At the lobby the frightened women, most wearing coats hastily donned, were told they wouldn’t be able to return to their rooms for the moment. Perhaps by evening—they would have to wait and see. Then they were asked to leave the hotel so the police could get on with their work.
On the twelfth floor three more bodies
were soon discovered, two in adjoining rooms at one end of the hall and the third several doors down. But a half dozen women were still alive, unaware of the slaughter around them. To Dimitri’s men it looked as if Chess Man had been forced to stop at that point by the arrival of police. When the eleventh floor yielded no new bodies the conviction grew that the madman had suddenly abandoned his plan on twelve. Which meant he was still somewhere in the building. Maybe. If he hadn’t left through a basement exit as the police entered through the front door. Or flew away in an invisible spaceship parked on the roof
Bishop had heard the sirens of course. Not having an invisible spaceship, he did the next best thing and blended into his surroundings. Scooping up his coat and bag, he raced down the fire stairs to Emma deVore’s room on the tenth floor, letting himself in with the key taken from her body in the early morning. There he waited until police shepherded all the women into the elevators. In the lobby he walked silently through the confusion and out the front door with a dozen other women. Newsmen were waiting for them but Bishop managed to keep moving, saying nothing, and they quickly lost interest. He didn’t linger on the block, walking rapidly to Park Avenue and around the corner. Eventually he slowed his pace and began to breathe easier.

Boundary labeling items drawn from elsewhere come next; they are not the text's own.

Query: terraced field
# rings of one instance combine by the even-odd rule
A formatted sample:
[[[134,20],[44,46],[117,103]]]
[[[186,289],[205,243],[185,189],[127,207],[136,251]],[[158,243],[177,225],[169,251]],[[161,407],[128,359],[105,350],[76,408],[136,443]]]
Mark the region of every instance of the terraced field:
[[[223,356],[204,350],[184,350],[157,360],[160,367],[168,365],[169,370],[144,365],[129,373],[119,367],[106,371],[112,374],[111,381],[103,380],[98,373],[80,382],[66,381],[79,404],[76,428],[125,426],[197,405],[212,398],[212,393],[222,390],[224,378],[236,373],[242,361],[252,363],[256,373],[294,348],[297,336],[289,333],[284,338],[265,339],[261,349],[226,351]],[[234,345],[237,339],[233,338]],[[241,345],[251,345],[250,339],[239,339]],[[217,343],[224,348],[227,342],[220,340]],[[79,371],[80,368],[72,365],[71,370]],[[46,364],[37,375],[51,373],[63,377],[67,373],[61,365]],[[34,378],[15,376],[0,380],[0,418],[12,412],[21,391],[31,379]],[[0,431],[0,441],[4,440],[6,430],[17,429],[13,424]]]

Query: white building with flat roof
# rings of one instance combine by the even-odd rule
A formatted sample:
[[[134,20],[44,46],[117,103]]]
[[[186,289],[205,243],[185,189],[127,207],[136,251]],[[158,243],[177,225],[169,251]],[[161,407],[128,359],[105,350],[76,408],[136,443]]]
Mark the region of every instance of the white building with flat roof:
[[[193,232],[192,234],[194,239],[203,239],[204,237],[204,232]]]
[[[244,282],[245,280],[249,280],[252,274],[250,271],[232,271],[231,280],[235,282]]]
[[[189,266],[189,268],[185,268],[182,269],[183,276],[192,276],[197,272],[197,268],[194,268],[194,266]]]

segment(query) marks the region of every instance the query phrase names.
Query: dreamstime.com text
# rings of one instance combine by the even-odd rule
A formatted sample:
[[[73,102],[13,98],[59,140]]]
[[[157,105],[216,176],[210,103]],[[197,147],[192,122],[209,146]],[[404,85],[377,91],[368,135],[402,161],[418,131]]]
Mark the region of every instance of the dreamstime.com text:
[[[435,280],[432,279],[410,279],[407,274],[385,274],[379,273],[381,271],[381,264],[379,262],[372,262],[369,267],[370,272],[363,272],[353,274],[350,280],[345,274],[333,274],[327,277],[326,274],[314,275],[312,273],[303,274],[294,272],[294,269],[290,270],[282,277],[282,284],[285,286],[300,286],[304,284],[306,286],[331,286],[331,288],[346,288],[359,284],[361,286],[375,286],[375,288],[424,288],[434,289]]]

He had done it again. Fooled them all.
At the Ashley the search went on, room by room. Over the next few hours police teams checked the entire building, including the top two stories again. Three more bodies were found, one each on the seventh, ninth and tenth floors.
But no Chess Man. Not in the rooms or halls or stairs, not on the roof or in the basement, not anywhere. He was gone. Like the wind, he was seen only by what he left behind.
What he left behind were eighteen dead. More than twice the number of Richard Speck’s victims for a single night.